20 Dec Riverhouse Hookers 2017 – A Look Back
Learning and teaching new techniques in crochet gives me a sense of achievement and also brings me a great amount of satisfaction. I love hanging out twice a week with my students who, I like to think, have become friends. I recently realised that I spend more time with them than most of my “real” friends and even some of my family! Not surprising really, with work, kids, and other activities it can be difficult to find time to fit everybody in.
It’s not often we get a chance to step back and look at what we’ve achieved over the past year so that’s why I decided to write this post. Hopefully this retrospective will also be useful for anybody thinking of signing up for a class. Maybe we can tempt you to join us?
Additionally, it’s a good way for me to showcase the techniques that I run courses in. If you run or organise fibre or craft events, please get in touch – I may be available to teach!
Here is a list of the classes I taught in 2017:
Slip Stitch Surface Design
The humble slip stitch can also be used to embellish and decorate a piece of single crochet fabric. I had been experimenting with this technique at the end of 2016 as it’s not commonly used. Then, coincidentally, all sorts of crochet patterns, projects and “crochet-a-longs” suddenly cropped up in the “crochet world” ! So it turned out it was pretty good timing.
We explored two methods – what I call the grid technique and free-form.
With just this simple stitch, the students came up with some beautiful and creative projects such as cushion covers, pyjama bags and pencil cases.
C2C (Corner to Corner) Colour Changing Technique
We started with the basic “c2c” technique and then move on to adding colour.
Then we looked into the various ways you can change colours and how you can minimise tangling.
After this, the students were encouraged to make their own own unique charts. This included how to convert images into charts and which kind of motifs and images work best with C2C crochet.
Some of the students were very adventurous and made blankets, others stuck to smaller things such as cushion covers or hand towels.
Crochet Triangular Lace Shawl
This one is always a favourite with my students! While making my shawl design, “Lake Agnes”, we learn about chart reading, working a triangular shawl from the top down, how to accommodate the border should you wish to change the size and blocking. The students made beautiful shawls using lovely yarns such as pure linen, and some of the colour changing yarn cakes.
Garlands of Flowers and Beads
I love teaching this course! We use thread crochet, small hooks and beads to make beautiful floral garlands or lariat necklaces. I provide a few patterns and then each student gets help designing their own garland.
Gorgeous for weddings or for draping romantically over your dressing table mirror!
Columbian Bags Using Tapestry Crochet
Probably one of my favourite techniques to date… we used tapestry crochet to make round based, colourful bags.
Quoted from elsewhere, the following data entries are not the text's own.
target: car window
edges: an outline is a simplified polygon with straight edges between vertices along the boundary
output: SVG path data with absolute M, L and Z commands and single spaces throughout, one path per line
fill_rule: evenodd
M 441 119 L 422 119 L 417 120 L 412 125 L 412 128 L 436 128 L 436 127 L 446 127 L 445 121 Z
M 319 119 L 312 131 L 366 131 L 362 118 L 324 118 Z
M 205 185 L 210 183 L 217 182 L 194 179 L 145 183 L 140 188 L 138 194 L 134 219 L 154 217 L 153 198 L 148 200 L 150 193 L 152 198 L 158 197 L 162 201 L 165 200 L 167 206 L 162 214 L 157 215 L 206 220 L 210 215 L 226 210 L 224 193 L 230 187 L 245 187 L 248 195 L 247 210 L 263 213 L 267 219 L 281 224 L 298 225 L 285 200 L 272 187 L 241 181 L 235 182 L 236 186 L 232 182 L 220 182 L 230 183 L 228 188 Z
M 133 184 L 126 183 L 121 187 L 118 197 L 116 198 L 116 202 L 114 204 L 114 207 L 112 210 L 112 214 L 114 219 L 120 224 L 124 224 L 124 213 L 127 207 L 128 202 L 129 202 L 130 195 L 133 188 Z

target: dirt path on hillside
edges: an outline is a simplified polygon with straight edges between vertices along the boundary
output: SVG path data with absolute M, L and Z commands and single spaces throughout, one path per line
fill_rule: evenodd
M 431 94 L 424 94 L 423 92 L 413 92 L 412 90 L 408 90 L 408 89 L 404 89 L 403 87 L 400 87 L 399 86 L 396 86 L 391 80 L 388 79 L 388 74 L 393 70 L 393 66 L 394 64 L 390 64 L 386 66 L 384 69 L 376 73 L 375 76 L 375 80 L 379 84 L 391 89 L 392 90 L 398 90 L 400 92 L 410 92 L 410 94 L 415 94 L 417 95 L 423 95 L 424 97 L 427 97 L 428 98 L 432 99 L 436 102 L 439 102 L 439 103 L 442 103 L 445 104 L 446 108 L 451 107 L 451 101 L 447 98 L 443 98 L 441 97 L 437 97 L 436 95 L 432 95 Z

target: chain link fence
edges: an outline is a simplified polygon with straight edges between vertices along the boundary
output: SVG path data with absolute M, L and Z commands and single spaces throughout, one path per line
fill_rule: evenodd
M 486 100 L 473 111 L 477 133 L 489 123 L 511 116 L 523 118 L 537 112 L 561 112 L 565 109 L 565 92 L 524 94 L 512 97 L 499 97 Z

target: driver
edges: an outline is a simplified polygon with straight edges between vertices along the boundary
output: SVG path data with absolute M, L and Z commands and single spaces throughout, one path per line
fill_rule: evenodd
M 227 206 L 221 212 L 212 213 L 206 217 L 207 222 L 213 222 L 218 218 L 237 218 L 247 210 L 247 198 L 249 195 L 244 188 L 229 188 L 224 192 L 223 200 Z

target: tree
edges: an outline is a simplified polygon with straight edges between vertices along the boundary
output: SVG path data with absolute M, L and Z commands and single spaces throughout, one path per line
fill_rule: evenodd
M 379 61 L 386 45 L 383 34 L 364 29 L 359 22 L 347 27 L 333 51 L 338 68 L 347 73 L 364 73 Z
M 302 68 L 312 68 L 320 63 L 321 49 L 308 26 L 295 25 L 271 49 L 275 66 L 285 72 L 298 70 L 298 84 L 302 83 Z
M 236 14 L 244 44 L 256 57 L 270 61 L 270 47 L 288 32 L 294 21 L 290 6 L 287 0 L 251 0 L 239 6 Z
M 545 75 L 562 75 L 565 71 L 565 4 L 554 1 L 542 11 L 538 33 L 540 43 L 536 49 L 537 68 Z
We covered basic colour-work techniques, working in the round. After mastering these techniques with a small set project, students were then able to make their own bags, either from patterns or by coming up with their own designs. We covered how to read colour-charts, especially circular charts where the increases are not marked.
Free From Crochet
Perhaps one of my least successful courses. Although the students enjoyed learning and practising the elements and stitches that are commonly used in Free Form, once they had to go “off piste”, so to speak, many of them floundered at the task when left to their own devices without having a pattern in front of them to follow! Some of the students however, jumped right in and came up with some wonderful projects such as this little turtle toy and a wall hanging in the form of a Christmas tree!
New Ways With Old Doilies
We started off getting to grips with the thread crochet and small hooks with a mini-doily. Making doilies is an excellent way to hone your crochet skills because you really have to get control of your hook, yarn and tension to get a perfect doily stitch. Students need to master the subtle technique of crocheting “true to hook size” to ensure stitches are neat and not lose. The hookers were then encouraged to look at vintage crochet patterns to make a traditional doily. Reading and interpreting old patterns is a useful skill. Once made, the doilies were then applied in new ways to display their beauty! Students came up with various ideas such as framing a selection or using them as appliques, to lavender bags for example.
I hope my students feel they have learned and gained as much from these classes as I have. I especially enjoyed some of the warm summer evenings when we were able to sit outside in the Riverhouse Arts Centre courtyard and crochet.
Thank you to all my students that took my classes in 2017: Jan, Aileen, Karen, Katie, Sarah, Rebecca, Jo M, Maz, Di, Tabitha, Bev R, Jaswinder, Eileen, Anika, Jo G, Bev A, Fran, Mary, Michelle, Vicky, Diane, Iris & Jules! I hope I haven’t missed anybody…
My one main regret is that I don’t take enough photos of my students work and this is something I will try to redress in 2018.